"Les Bijoutiers du clair de lune" d'Albert Vidalie
« Cette année-là, sur la fin de l’hiver, un homme du Hurepoix qu’on appelait Paillasson à cause d’une broussaille de poils qui lui sortait du nez et des oreilles, revint de Beauce où il s’était engagé pour l’arrachage des betteraves et les gros labours saisonniers. Chemin faisant ce journalier se souvint qu’il n’avait pas embrassé sa sœur depuis plus d’un an. Celle-ci était placée chez un grainetier d’Étréchy. Un peu par amitié, surtout dans le secret espoir de se régaler à l’office aux frais du grainetier, l’homme décida donc de faire un détour par cette commune avant de rentrer à la Croix-de-Bonvoir. Un quincailler qui remontait vers Dourdan pour la foire de Ventôse le prit dans sa voiture et l’amena bon trot jusqu’au carrefour des Granges, environ une lieue avant la ville. Là, les deux hommes se séparèrent. Le quincailler partit à ses affaires et Paillasson continua son chemin à pied. Ceci se passait dans les premiers jours de mars. Il faisait un beau temps sec. La terre ne s’était pas encore attendrie des dernières gelées mais le soleil glissait déjà dans l’air une douceur qui invitait à la promenade. Arrivé devant Villeconin dont il apercevait les toits et le clocher parmi les jardins, Paillasson décida de prendre à droite, par les champs, et s’engagea dans un chemin de traverse. » [*]

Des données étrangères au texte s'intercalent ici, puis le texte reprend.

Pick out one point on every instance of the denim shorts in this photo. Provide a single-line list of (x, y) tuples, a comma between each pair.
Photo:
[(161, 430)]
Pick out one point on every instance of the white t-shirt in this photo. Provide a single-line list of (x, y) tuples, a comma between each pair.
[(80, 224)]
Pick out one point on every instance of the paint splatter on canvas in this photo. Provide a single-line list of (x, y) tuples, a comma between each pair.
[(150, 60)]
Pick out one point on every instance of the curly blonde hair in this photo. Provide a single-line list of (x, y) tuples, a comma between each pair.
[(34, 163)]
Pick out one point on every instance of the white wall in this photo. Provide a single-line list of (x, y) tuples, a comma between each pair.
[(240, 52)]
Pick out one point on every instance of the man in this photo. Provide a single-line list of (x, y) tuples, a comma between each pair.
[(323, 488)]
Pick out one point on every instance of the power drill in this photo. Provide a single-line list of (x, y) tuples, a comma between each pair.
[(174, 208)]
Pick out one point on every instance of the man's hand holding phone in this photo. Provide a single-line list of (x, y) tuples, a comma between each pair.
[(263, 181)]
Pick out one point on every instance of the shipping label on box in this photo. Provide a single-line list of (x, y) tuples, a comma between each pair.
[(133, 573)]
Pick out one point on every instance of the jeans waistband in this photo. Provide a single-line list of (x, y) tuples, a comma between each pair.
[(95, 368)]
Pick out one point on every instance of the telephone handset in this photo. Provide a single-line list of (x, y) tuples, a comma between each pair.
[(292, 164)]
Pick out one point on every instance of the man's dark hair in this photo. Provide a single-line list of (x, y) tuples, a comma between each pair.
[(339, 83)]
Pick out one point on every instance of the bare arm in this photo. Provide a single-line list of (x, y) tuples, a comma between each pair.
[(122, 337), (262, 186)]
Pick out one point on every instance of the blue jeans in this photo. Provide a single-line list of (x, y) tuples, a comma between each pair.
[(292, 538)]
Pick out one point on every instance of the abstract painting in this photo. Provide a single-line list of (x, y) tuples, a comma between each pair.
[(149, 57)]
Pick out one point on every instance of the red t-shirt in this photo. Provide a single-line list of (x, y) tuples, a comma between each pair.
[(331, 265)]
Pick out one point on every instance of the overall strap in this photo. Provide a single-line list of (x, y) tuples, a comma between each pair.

Albert Vidalie (1913-1971), dont nous reste dans l’oreille la chanson Les loups sont entrés dans Paris interprétée par Serge Reggiani, fut un écrivain rare, proche des « Hussards », ami notamment d’Antoine Blondin.
Robert Kanters, qui était son éditeur, écrit de lui, dans ses Souvenirs (À perte de vue, Le Seuil, 1981) : « Vidalie avait de la verve et du talent, de la vulgarité dans la vie et le goût d’un style élégant et classique dans ses œuvres. »
Ainsi Les Bijoutiers du clair de lune (dédié à Georges Arnaud, son copain), dont le titre évoque la façon dont s’appelaient entre eux les brigands et autres chauffeurs au XIXe siècle, réunit à la fois une narration soignée, dans un langage châtié auquel se mêlent des termes argotiques aujourd’hui souvent oubliés (ceux du temps de Vidocq).
L’histoire (dont semble-t-il Roger Vadim s’est inspiré très lointainement pour son film en 1958) demeure extrêmement simple et restituée par de brefs épisodes.
Léonce Galard, un négociant, vendeur de montres ambulant, est retrouvé mort dans un fossé, près d’une rivière dénommée « La Misère ». On prévient sa femme, Florentine, qu’accueillent chez eux les Desfontaines dont la fille, Ursule, se souvient d’avoir été agressée sexuellement par son oncle (« Ursule elle-même se défiait de son oncle Galard depuis qu’elle était en âge d’intéresser les hommes »). On soupçonne du meurtre vaguement un certain Lambert, un vagabond braconnier, un déclassé et un jouisseur (« Cet être-là ne regardait jamais l’horloge pour savoir si c’était l’heure du plaisir », nous dit l’auteur), avec qui Ursule va s’enfuir, pour une brève mais torride relation d’amour, « dans le sabri »…
Dans Les Bijoutiers du clair de lune, Albert Vidalie ne s’intéresse qu’aux personnages interlopes, colporteurs, charbonniers ou bûcherons, marginaux de l’époque : « C’était généralement des quarante-huitards attardés, des ivrognes appartenant à la lie de la commune », reconnaît-il.
Rien ne lui importe plus : des Mystères de Paris Albert Vidalie dresse la poésie…
Michel Sender.
[*] Les Bijoutiers du clair de lune d’Albert Vidalie [éditions Denoël, 1954], Sélection des Amis du Livre, Strasbourg, 1958 ; 240 pages, illustrations tirées du film de Roger Vadim (relié-cartonné).